Talvez por isso que Shame, longa-metragem do diretor britânico Steve McQueen em cartaz no Brasil desde a última sexta-feira, cause tanto estranhamento – e, até certo ponto, desconforto. Assim como ocorreu com Shortbus (2006), de John Cameron Mitchell, nunca lançado comercialmente em Curitiba, o assunto sexo é central em seu enredo, e não um ornamento, um chamariz.
Brandon (Michael Fassbender, em desempenho brilhante) é um irlandês de seus 30 e tantos anos, cuja família imigrou para os Estados Unidos quando ele era garoto. Hoje está radicado em Nova York, onde vive e trabalha. Solteiro, evita relacionamentos duradouros, e sofre de um distúrbio que pode ser descrito como “vício em sexo”.
Quando não está na internet, navegando em sites pornográficos, ou se masturbando no banheiro de casa ou do trabalho, ele procura construir seu cotidiano em torno da possibilidade de conseguir oportunidades para encontros sexuais. Seja com quem ou onde for. No escritório, no metrô ou nos bares e restaurantes que frequenta. Essa rotina, por mais doentia que seja, lhe parece natural (e inescapável), já que está incorporada a seu dia a dia. Até que sua irmã mais nova, Sissy (Carey Mulligan), reaparece em sua vida. Cantora, a jovem chega de Los Angeles, após romper um relacionamento infeliz, e desembarca em seu apartamento, trazendo na bagagem uma carga imensa de carências e de baixa autoestima, traços possivelmente interligados aos problemas psicoemocionais de Brandon.
A proximidade de Sissy, com quem parece ter uma relação limítrofe – o filme sugere nuances incestuosas – faz com que o trem de Brandon descarrile. Não apenas ele se frustra, se revolta e se deprime com a posutra errática de Sissy, que tem um rápido caso com o chefe de Brandon, mas faz com que seu transtorno aos poucos venha à tona.
Embora a trama de Shame pudesse acontecer em qualquer grande cidade do mundo, é impossível dissociá-la de Nova York, um lugar propício a encontros e desencontros, onde o individualismo pode encontrar terreno fértil, devido ao ritmo frenético em que muitos, não todos, vivem. Também é um cenário e tanto com suas muitas esquinas e subterrâneos.

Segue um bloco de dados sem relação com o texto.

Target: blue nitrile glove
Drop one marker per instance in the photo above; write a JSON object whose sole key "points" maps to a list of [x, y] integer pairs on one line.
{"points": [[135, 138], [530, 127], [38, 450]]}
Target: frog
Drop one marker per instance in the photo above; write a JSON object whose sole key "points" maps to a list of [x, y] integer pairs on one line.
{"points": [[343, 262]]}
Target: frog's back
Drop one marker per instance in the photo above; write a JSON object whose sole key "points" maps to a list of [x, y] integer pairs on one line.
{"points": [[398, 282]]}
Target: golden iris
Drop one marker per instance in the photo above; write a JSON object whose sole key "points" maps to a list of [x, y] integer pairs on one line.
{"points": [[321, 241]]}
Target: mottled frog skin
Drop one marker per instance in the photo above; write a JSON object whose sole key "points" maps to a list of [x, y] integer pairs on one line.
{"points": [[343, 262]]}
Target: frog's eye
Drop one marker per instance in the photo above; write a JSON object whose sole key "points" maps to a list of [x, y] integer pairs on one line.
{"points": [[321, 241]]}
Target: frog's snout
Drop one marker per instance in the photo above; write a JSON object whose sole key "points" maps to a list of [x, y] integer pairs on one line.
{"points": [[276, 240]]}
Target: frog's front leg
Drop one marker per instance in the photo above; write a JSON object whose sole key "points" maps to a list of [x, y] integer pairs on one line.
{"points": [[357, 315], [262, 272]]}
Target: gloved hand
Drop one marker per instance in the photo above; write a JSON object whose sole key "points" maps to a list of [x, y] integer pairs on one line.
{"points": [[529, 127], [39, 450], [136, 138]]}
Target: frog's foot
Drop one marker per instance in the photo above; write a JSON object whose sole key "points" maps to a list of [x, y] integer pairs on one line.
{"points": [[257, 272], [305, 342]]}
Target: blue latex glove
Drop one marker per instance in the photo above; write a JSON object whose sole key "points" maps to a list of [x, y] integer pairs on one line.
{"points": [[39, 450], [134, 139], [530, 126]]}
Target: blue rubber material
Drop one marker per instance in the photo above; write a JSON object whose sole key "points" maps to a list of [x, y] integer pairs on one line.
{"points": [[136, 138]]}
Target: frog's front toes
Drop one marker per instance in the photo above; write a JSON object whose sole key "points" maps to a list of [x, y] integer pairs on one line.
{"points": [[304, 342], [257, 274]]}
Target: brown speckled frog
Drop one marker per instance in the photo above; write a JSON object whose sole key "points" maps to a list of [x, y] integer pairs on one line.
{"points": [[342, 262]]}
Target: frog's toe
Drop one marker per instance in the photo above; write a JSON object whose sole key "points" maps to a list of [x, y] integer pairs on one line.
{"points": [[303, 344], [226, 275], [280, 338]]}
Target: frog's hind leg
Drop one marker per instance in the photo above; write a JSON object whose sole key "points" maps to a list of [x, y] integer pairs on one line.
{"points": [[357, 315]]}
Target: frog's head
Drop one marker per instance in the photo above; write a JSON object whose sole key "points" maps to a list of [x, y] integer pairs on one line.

McQueen parece mais preocupado em desenvolver com profundidade seu estudo sobre o ao mesmo tempo fascinante e assustador Brandon do que na “história”. A trama, em si, é menos importante do que a forma como o diretor nos traz para dentro da existência labiríntica do protagonista.
Espécie de anti Sex and the City, Shame não faz, como a série e os filmes estrelados por Sarah Jessica Parker, uma ode ao consumismo (de sexo, inclusive) e, portanto, à descartabilidade. Trata desse estilo de vida enquanto patologia, distúrbio, e, dessa forma, acaba ganhando, para alguns, dimensão política, de crítica à contemporaneidade. Uma leitura das muitas possíveis.